Registros accesibles de obras robadas, como la Base de Datos Pública de Obras de Arte Robadas de Interpol que se actualiza con frecuencia en función de los informes de países, también facilitan la verificación de si una obra de arte ha sido adquirida ilegalmente. Aquellos que sean abordados con obras de arte que sospechen que son robadas también pueden pasar información a las autoridades pertinentes, a menudo incentivados por «recompensas por información» para la devolución de estas piezas.

Con leyes más estrictas que rigen la venta y compra de obras de arte y bases de datos internacionales que son fácilmente accesibles, la mayoría no comprará arte saqueado. Las obras de arte robadas a menudo llegan a este callejón sin salida en el mercado legal.

Pero las obras de arte todavía son saqueadas con frecuencia, y algunas no vuelven a aparecer durante años. Entonces, ¿por qué sigue sucediendo? «El robo de arte es usualmente un crimen de oportunidad,» según Leila Amineddoleh, Profesora Adjunta de Derecho en la Universidad de Fordham. Las obras de arte rara vez son robadas de las exhibiciones y en su lugar son tomadas de los almacenes de un museo o galería o cuando están en tránsito.

Estos espacios a menudo son menos meticulosamente monitoreados. Cuando las obras de arte son robadas del almacenamiento, es posible que nadie se dé cuenta hasta la próxima toma de inventario, lo que le da al ladrón suficiente tiempo para venderlo en el mercado legal antes de que el mundo se entere de que fue robado en primer lugar.
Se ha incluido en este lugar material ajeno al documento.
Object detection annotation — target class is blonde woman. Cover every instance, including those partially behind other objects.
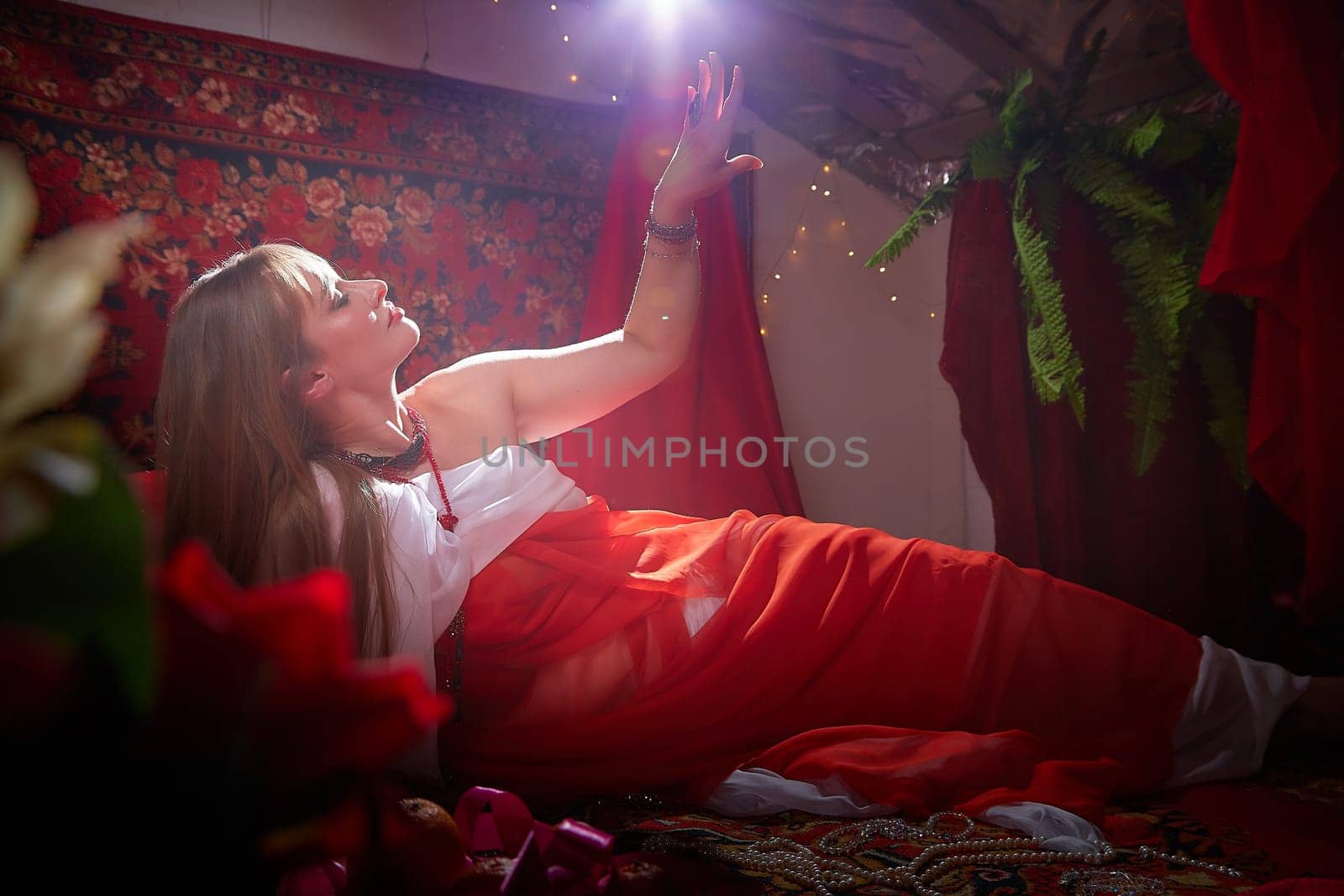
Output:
[157,54,1337,843]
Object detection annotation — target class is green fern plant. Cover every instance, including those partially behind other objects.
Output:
[867,31,1250,488]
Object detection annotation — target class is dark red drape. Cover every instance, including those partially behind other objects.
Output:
[1185,0,1344,622]
[0,0,621,464]
[553,77,802,517]
[939,181,1257,647]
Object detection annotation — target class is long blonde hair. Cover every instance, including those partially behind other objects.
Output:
[155,244,395,657]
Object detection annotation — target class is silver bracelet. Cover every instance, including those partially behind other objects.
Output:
[643,239,701,259]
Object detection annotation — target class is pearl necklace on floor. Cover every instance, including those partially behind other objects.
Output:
[647,811,1242,896]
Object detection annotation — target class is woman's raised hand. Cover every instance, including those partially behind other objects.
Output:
[654,51,764,224]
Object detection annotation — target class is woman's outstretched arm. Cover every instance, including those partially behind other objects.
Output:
[421,52,761,442]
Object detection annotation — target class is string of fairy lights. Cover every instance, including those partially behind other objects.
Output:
[757,161,939,336]
[491,0,621,102]
[486,0,939,336]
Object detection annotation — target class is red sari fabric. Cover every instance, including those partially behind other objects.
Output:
[1185,0,1344,621]
[548,86,802,516]
[439,495,1200,818]
[938,180,1265,642]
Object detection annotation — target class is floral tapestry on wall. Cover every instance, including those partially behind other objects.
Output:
[0,4,621,466]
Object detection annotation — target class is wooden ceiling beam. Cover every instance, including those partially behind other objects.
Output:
[892,0,1055,86]
[722,4,905,134]
[900,54,1214,161]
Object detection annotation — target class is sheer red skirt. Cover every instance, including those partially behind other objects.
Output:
[439,495,1200,817]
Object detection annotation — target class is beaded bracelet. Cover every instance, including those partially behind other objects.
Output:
[643,238,701,259]
[643,211,695,244]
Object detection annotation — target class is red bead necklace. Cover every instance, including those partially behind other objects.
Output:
[331,405,466,721]
[332,405,457,532]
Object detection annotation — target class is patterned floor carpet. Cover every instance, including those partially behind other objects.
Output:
[545,770,1344,896]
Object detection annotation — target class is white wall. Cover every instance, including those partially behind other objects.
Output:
[71,0,993,549]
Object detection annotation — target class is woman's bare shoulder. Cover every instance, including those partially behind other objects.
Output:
[401,359,517,466]
[401,356,507,414]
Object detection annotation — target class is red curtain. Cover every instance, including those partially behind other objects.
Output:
[1185,0,1344,622]
[547,73,802,518]
[939,181,1265,656]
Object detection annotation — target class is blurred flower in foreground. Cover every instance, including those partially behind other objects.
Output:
[0,144,144,547]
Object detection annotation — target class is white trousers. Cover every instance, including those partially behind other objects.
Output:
[706,636,1312,851]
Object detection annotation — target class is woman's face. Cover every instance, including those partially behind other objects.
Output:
[302,257,419,390]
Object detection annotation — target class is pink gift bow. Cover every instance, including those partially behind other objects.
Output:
[453,787,614,896]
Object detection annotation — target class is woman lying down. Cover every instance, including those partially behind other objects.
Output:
[157,54,1341,849]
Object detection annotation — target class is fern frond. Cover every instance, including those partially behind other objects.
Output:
[863,163,970,267]
[1030,170,1064,246]
[1064,148,1174,227]
[1063,29,1106,121]
[1125,305,1176,475]
[1012,155,1086,426]
[1121,109,1167,159]
[999,69,1032,152]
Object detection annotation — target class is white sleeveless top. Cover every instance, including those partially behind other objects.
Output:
[313,445,587,686]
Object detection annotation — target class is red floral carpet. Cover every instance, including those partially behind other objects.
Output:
[0,3,621,462]
[538,770,1344,896]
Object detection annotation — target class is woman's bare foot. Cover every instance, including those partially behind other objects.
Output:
[1265,676,1344,775]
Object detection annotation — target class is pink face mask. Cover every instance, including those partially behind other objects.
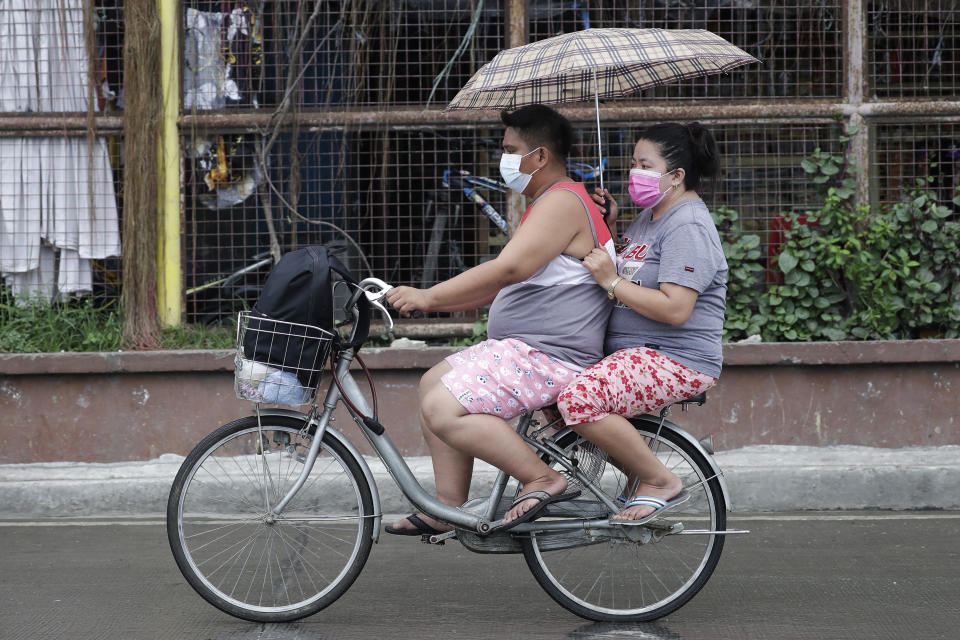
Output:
[627,169,676,209]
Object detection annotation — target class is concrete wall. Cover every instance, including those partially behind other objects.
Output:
[0,340,960,464]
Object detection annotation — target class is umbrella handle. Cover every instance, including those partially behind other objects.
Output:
[593,67,603,191]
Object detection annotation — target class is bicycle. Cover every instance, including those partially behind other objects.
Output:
[167,278,745,622]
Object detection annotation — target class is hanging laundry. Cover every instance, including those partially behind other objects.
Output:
[0,0,120,300]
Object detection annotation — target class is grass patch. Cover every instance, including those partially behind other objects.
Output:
[0,296,236,353]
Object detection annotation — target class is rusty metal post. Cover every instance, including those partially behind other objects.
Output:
[505,0,527,230]
[844,0,870,204]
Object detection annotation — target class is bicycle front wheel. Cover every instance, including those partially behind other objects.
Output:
[167,416,373,622]
[521,420,726,622]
Trucos ilegales modernos, como obtener pruebas falsas de procedencia, también facilitan la venta de estas piezas saqueadas.

A veces, estas obras de arte robadas sirven como palanca: se informa que la «Natividad con San Francisco y San Lorenzo» de Michelangelo Merisi da Caravaggio fue robada de una iglesia en Sicilia en 1969 y utilizada por un grupo del crimen organizado para presionar a la Iglesia Católica a negociar con ellos, según The Guardian.

Con frecuencia, sin embargo, estas obras de arte y artefactos se trafican en el mercado ilegal. El desarrollo de plataformas en línea y redes sociales ha desempeñado un papel significativo en la venta de objetos culturales robados como obras de arte, según la UNESCO.

El saqueo de propiedades culturales también es exacerbado por conflictos, que la UNESCO explica actúan como «catalizadores para el robo sistemático de antigüedades, cometido por habitantes empobrecidos o grupos criminales organizados».

Para la gente común, el robo de obras de arte (especialmente las de museos y galerías públicas) puede ser parasitario para el enriquecimiento cultural.

Los expertos señalan que la tasa de recuperación de obras de arte robadas es inferior al 10 por ciento, con algunas estimaciones que la cifran tan baja como el 2-3 por ciento, según una revisión de estadísticas de robo de arte realizada por Smart Locks Guide. Esto significa que una vez que una obra de arte es robada, el público en general puede que nunca la vuelva a ver.

En el clima actual de conflictos activos y generalizados, la propiedad cultural está en riesgo. El robo de arte y artefactos – que son cápsulas de belleza y habilidad, así como de historia y memoria – amenaza el patrimonio de las comunidades locales.